Tuesday, January 11, 2011

A Nice Little Negligence Per Se Win In Florida

We defense lawyers enjoy reading lengthy opinions that analyze key defense issues and rule in our favor. But it can be more satisfying to read a short opinion in favor of the defense on an issue we care about. Short opinions usually show that the law on a particular point is settled. Rounds v. Genzyme Corp., 2010 U.S. Dist. LEXIS 137491 (M.D. Fla. Dec. 20, 2010), is a good example.

The plaintiff’s doctor implanted Carticel, a biological product manufactured by Genzyme, into her knees in 2006 and 2007. Evidently it did not go well, and she and her husband sued Genzyme alleging that the company was negligent and failed to adequately train her doctor about implanting Carticel.

The opinion does not say why she didn’t sue the doctor as well. Maybe she had already sued him, or maybe state tort reform made it more difficult or less lucrative to sue the doctor. But if he really did screw up the implantation, he should be sued, not Genzyme.

The plaintiffs tried to support their claim with a mishmash of conflicting allegations. Those allegations include a claim that Genzyme “failed to comply with an FDA-approved safeguard.” Id. at *8. In support of that claim, plaintiffs offered a letter from the FDA stating that certain materials submitted to the FDA for approval in 2009 violated the FDCA. Id. at *8 & n.5.

The court made hash of their mishmash.
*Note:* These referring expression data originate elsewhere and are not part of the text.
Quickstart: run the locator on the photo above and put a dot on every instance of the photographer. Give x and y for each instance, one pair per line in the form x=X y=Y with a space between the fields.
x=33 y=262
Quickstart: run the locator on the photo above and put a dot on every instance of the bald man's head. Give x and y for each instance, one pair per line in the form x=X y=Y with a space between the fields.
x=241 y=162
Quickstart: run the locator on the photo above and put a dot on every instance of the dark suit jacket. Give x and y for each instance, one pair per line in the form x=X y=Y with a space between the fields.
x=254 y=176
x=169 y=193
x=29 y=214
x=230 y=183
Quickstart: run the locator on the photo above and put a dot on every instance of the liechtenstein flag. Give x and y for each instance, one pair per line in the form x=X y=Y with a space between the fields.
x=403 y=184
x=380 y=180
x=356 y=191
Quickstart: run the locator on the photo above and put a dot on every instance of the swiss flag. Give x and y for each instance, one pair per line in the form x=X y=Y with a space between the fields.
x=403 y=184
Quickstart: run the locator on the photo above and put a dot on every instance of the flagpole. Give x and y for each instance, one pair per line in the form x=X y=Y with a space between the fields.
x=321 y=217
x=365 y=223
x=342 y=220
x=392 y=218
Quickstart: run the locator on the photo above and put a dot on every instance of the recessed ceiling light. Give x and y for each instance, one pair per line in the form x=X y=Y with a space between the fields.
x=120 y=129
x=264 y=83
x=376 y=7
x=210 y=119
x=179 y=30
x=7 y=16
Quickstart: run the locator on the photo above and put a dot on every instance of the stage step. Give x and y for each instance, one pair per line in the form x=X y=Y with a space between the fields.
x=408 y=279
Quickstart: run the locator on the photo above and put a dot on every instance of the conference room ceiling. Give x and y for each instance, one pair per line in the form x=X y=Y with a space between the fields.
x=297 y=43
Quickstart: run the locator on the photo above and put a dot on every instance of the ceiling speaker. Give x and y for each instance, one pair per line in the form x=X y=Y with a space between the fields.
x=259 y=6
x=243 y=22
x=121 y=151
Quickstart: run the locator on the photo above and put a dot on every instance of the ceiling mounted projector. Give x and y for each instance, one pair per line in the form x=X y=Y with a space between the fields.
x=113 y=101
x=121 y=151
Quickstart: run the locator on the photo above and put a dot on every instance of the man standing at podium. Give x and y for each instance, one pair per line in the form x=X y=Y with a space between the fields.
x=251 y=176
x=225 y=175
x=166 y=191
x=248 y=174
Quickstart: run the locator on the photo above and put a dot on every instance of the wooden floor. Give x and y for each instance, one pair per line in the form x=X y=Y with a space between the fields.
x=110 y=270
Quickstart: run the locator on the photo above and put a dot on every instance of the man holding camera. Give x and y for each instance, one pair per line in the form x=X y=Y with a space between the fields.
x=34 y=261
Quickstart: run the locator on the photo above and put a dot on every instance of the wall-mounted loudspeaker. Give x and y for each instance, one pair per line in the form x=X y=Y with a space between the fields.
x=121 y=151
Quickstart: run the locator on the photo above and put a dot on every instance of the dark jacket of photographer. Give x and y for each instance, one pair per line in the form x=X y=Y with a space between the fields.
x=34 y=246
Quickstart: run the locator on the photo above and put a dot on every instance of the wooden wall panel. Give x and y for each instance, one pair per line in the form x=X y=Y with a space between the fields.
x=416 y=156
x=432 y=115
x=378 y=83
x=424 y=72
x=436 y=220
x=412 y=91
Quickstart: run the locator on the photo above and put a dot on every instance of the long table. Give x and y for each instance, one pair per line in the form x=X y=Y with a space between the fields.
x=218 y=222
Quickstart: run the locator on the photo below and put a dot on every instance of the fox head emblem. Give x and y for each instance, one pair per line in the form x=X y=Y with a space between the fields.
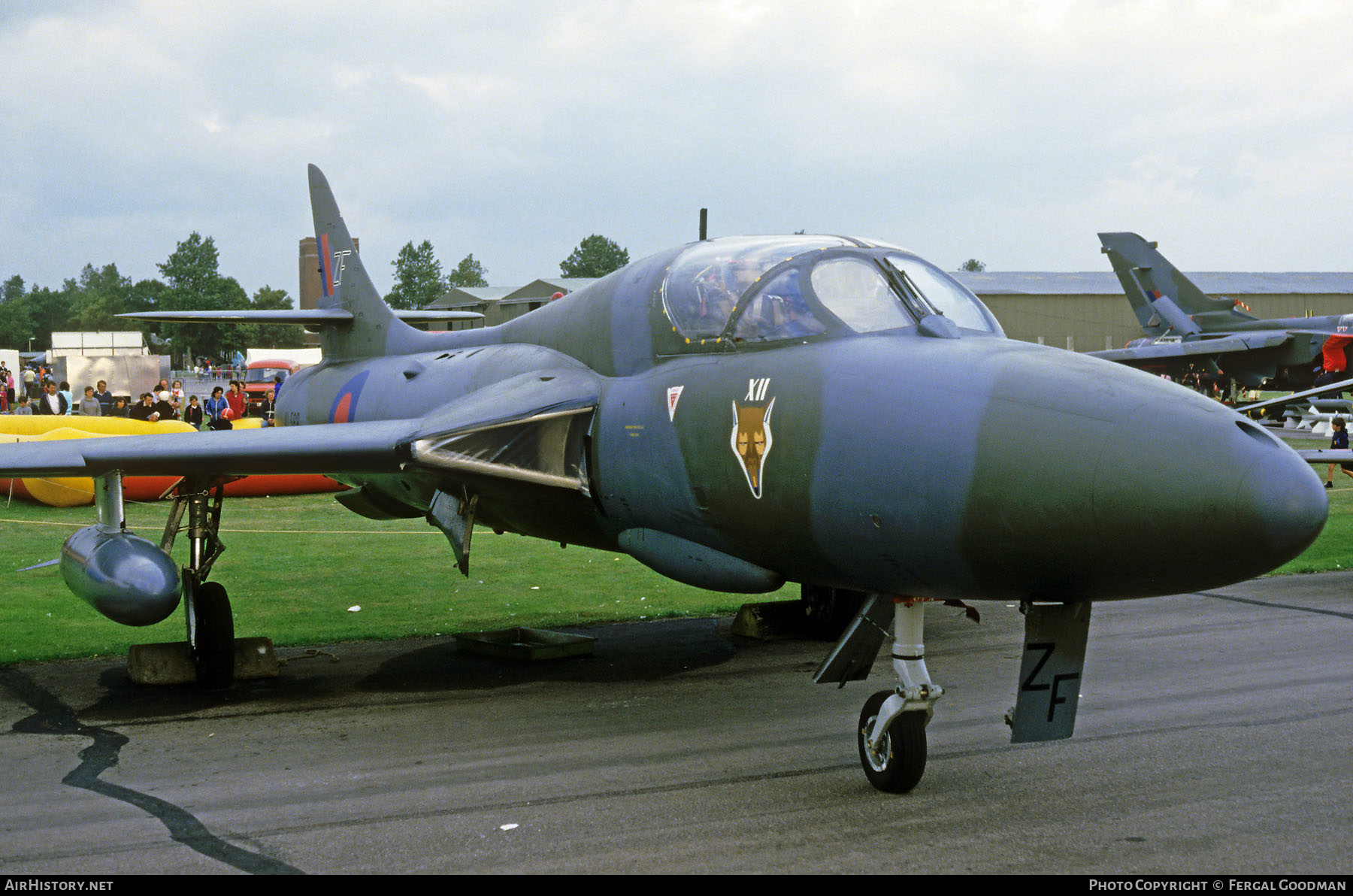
x=751 y=441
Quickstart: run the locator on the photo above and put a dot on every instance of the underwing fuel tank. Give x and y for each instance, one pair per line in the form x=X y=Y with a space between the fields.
x=122 y=576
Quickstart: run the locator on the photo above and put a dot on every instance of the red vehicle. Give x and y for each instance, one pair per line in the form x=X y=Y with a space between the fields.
x=262 y=377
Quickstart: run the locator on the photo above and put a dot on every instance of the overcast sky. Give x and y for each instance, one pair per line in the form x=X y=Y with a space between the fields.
x=1001 y=130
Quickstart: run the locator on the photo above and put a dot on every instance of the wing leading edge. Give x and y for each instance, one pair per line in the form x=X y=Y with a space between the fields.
x=359 y=447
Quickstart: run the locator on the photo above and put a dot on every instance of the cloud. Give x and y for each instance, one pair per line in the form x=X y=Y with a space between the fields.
x=1009 y=132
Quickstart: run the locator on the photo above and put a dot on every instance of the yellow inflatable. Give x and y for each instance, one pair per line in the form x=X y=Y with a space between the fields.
x=69 y=492
x=40 y=424
x=64 y=492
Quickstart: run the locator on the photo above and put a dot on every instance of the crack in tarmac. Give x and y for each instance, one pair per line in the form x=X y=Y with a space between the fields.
x=54 y=718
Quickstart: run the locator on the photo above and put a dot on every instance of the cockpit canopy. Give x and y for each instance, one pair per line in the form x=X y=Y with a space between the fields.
x=749 y=290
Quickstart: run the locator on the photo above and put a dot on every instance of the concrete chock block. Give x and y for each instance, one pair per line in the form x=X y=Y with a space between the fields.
x=770 y=620
x=172 y=664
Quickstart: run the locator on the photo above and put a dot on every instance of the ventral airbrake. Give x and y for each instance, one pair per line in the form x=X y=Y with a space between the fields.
x=740 y=413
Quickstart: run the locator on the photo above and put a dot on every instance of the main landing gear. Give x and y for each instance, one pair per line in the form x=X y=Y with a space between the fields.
x=211 y=628
x=891 y=734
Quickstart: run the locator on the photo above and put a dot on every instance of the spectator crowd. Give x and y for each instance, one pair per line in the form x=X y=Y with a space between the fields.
x=34 y=392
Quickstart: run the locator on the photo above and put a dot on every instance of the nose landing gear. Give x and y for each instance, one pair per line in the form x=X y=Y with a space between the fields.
x=891 y=734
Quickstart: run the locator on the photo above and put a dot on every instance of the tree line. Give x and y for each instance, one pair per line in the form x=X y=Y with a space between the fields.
x=192 y=282
x=419 y=280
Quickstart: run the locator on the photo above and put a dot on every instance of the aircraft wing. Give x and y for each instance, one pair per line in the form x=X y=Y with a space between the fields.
x=358 y=447
x=306 y=317
x=1195 y=348
x=528 y=428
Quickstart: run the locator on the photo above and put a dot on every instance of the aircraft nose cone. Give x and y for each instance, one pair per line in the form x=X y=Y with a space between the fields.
x=1130 y=488
x=1188 y=497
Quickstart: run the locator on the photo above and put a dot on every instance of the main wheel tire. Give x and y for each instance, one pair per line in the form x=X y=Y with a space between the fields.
x=900 y=761
x=213 y=637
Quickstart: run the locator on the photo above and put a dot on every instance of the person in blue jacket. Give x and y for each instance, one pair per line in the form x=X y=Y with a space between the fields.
x=1339 y=441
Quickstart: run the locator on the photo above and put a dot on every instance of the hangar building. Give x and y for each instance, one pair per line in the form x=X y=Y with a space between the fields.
x=1082 y=312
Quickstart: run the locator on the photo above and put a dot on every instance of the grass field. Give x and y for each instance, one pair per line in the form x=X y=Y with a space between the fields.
x=295 y=569
x=298 y=568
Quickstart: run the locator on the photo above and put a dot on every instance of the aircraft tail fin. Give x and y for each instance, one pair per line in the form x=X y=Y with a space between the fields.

The court held, citing Florida law, that a violation of a statute does not create civil liability absent legislative intent to create a private right of action, and the FDCA unambiguously prohibits “a private right of action for a violation of either the FDCA or the FDA’s implementing regulations. Accordingly, a plaintiff cannot use a negligence per se claim to create a private cause of action for a defendant’s alleged violation of the FDCA.” Id. at *10 (citations, quotation marks, and similar stuff omitted). Hear, hear! The court dismissed plaintiffs’ claim because it “amount[ed] to no more than a per se negligence claim based on the defendant’s violation of the FDCA and FDA regulations, which claim the law prohibits.” Id. at *11.

The court also rejected the complaint on TwIqbal grounds because it failed to allege facts showing a defect in the product or the training program or supporting a causal connection between either the supposed failure to train or the FDA violations and the alleged injuries. Id. at *6-7, 11. And the court took judicial notice of certain FDA records and statements about Carticel, which enabled the court to consider those documents in resolving the motion to dismiss. Id. at * 3-4.

Rounds does not break new ground, but it confirms what the law is in Florida and should be everywhere: no negligence per se claims for violating the FDCA and FDA regulations.

2 comments:

MarkAngelo said...

The product review that fails, even though without buying medicinal drug, we can always used traditional of herbal remedies. to prevent any sickness.

Anonymous said...

Like the Rounds, my family attempted to sue Genzyme and did not sue the doctor because there was no reason to sue the doctor. It wasn't the doctor's fault, it was Genzyme's fault. That is not an oversight, it's reality and all intelligent, moral, ethical (read "most") people would realize that. And, however you, at DDL, justify your defense of medical device companies that hide behind medical device preemption in order to make huge profits and face no accountability, I want you to know that their are victims out here that are left with no sense of justice. While you at DDL revel in the fact that our courts have left us with no negligence per se claims for violating the FDCA and FDA regulations, there are many victims of fraudulent medical devices left with no recourse when very real injustice has occurred. Not many will be faced with that injustice, but when it occurs it is life changing.